日米2プラス2、中国対抗姿勢鮮明に ウイグル問題も強調「責任を負わせる」

 米国のアントニー・ブリンケン国務長官と、ロイド・オースティン国防長官が15日、来日した。16日には都内で、茂木敏充外相、岸信夫防衛相と、外務・防衛担当閣僚による安全保障協議委員会(2プラス2)を開催。日米同盟の強固な結束をアピールし、習近平国家主席率いる中国共産党政権との対抗姿勢を打ち出す構えだ。

 「(中国は)力を行使して思い通りにすることをいとわない」「(香港やウイグルでの人権弾圧や、東・南シナ海での軍事的覇権拡大などに)責任を負わせる」

 ブリンケン、オースティン両長官は来日に先立ち、米有力紙「ワシントン・ポスト」(14日)に共同寄稿し、中国をこう批判した。

 東京での2プラス2の開催は2013年10月以来。日米同盟が「インド太平洋と世界の平和と安全、繁栄の礎石」であると再確認し、12日の日米豪印の戦略的枠組み「QUAD(クアッド)」首脳会合で一致した「自由で開かれたインド太平洋」構想を本格始動させる。

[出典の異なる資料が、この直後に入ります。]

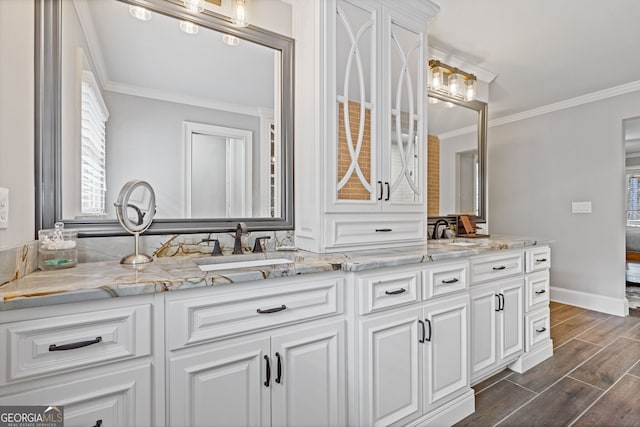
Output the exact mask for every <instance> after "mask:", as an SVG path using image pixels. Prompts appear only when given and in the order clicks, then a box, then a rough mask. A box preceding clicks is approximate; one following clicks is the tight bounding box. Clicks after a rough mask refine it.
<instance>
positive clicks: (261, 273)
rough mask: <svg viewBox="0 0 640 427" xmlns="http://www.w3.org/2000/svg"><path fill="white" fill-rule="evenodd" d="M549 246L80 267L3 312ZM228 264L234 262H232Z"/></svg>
mask: <svg viewBox="0 0 640 427" xmlns="http://www.w3.org/2000/svg"><path fill="white" fill-rule="evenodd" d="M550 242H551V241H550V240H540V239H533V238H523V237H511V236H494V237H492V238H490V239H468V240H467V239H454V240H435V241H429V243H428V244H427V245H421V246H409V247H406V248H389V249H387V248H385V249H376V250H365V251H353V252H342V253H334V254H315V253H311V252H306V251H296V252H269V253H267V254H264V255H262V256H264V257H265V258H287V259H289V260H291V261H294V262H293V263H290V264H279V265H273V266H267V267H264V266H262V267H249V268H238V269H228V270H218V271H210V272H205V271H201V270H200V268H199V267H198V265H197V264H196V262H195V259H196V258H194V257H190V256H174V257H166V258H163V257H161V258H157V259H155V260H154V261H153V262H152V263H150V264H147V265H144V266H141V267H130V266H123V265H121V264H119V263H118V262H116V261H104V262H91V263H80V264H78V265H77V266H76V267H73V268H69V269H64V270H56V271H37V272H35V273H31V274H28V275H26V276H24V277H22V278H19V279H17V280H14V281H11V282H9V283H8V284H6V285H4V286H2V287H1V288H0V311H5V310H13V309H19V308H27V307H40V306H46V305H52V304H63V303H70V302H79V301H89V300H96V299H102V298H112V297H121V296H131V295H141V294H150V293H158V292H167V291H175V290H180V289H190V288H200V287H206V286H217V285H223V284H229V283H238V282H248V281H256V280H263V279H272V278H278V277H289V276H296V275H301V274H312V273H322V272H328V271H336V270H339V271H347V272H349V271H365V270H371V269H376V268H384V267H393V266H400V265H408V264H418V263H428V262H434V261H442V260H447V259H454V258H462V257H469V256H474V255H479V254H482V253H486V252H490V251H496V250H505V249H516V248H523V247H527V246H534V245H544V244H549V243H550ZM227 258H229V260H231V259H232V257H231V256H228V257H227ZM254 258H255V257H254ZM200 259H201V258H200Z"/></svg>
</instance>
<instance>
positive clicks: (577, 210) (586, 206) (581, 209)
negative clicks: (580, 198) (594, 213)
mask: <svg viewBox="0 0 640 427" xmlns="http://www.w3.org/2000/svg"><path fill="white" fill-rule="evenodd" d="M571 212H572V213H591V202H571Z"/></svg>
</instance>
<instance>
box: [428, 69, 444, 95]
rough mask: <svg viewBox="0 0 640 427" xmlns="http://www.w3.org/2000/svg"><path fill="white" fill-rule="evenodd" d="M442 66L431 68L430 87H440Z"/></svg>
mask: <svg viewBox="0 0 640 427" xmlns="http://www.w3.org/2000/svg"><path fill="white" fill-rule="evenodd" d="M442 85H443V82H442V68H440V67H433V68H432V69H431V89H433V90H440V89H442Z"/></svg>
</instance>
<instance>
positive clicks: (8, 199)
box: [0, 188, 9, 229]
mask: <svg viewBox="0 0 640 427" xmlns="http://www.w3.org/2000/svg"><path fill="white" fill-rule="evenodd" d="M2 228H9V189H8V188H0V229H2Z"/></svg>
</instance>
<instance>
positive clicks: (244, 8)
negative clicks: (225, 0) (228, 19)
mask: <svg viewBox="0 0 640 427" xmlns="http://www.w3.org/2000/svg"><path fill="white" fill-rule="evenodd" d="M231 22H232V23H233V25H235V26H236V27H246V26H248V25H249V21H248V20H247V2H246V0H233V16H232V17H231Z"/></svg>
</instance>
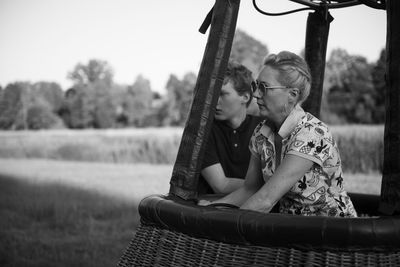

 具体的には、台湾や沖縄県・尖閣諸島への中国の圧力や、北朝鮮の完全非核化と拉致問題、自衛隊と米軍との合同訓練などを協議する予定だ。

 バイデン政権は、中国を「21世紀における最大の地政学的な試練」(ブリンケン氏)と位置付けている。

 先の共同寄稿でも、中国の脅威に対抗するために「力を集結すればわれわれは強くなる」と訴えており、今回の日韓歴訪で同盟国との連携強化を図る方針だ。

 両長官の来日を見据えて、北朝鮮による拉致被害者の横田めぐみさん(56)=拉致当時(13)=の母、早紀江さん(85)らは15日、米国のジョセフ・ヤング駐日臨時代理大使と都内の大使公邸で面会し、ブリンケン氏に宛てた書簡を託し「全拉致被害者の即時一括帰国」など拉致をめぐる日本の基本方針への理解と支援を求めた。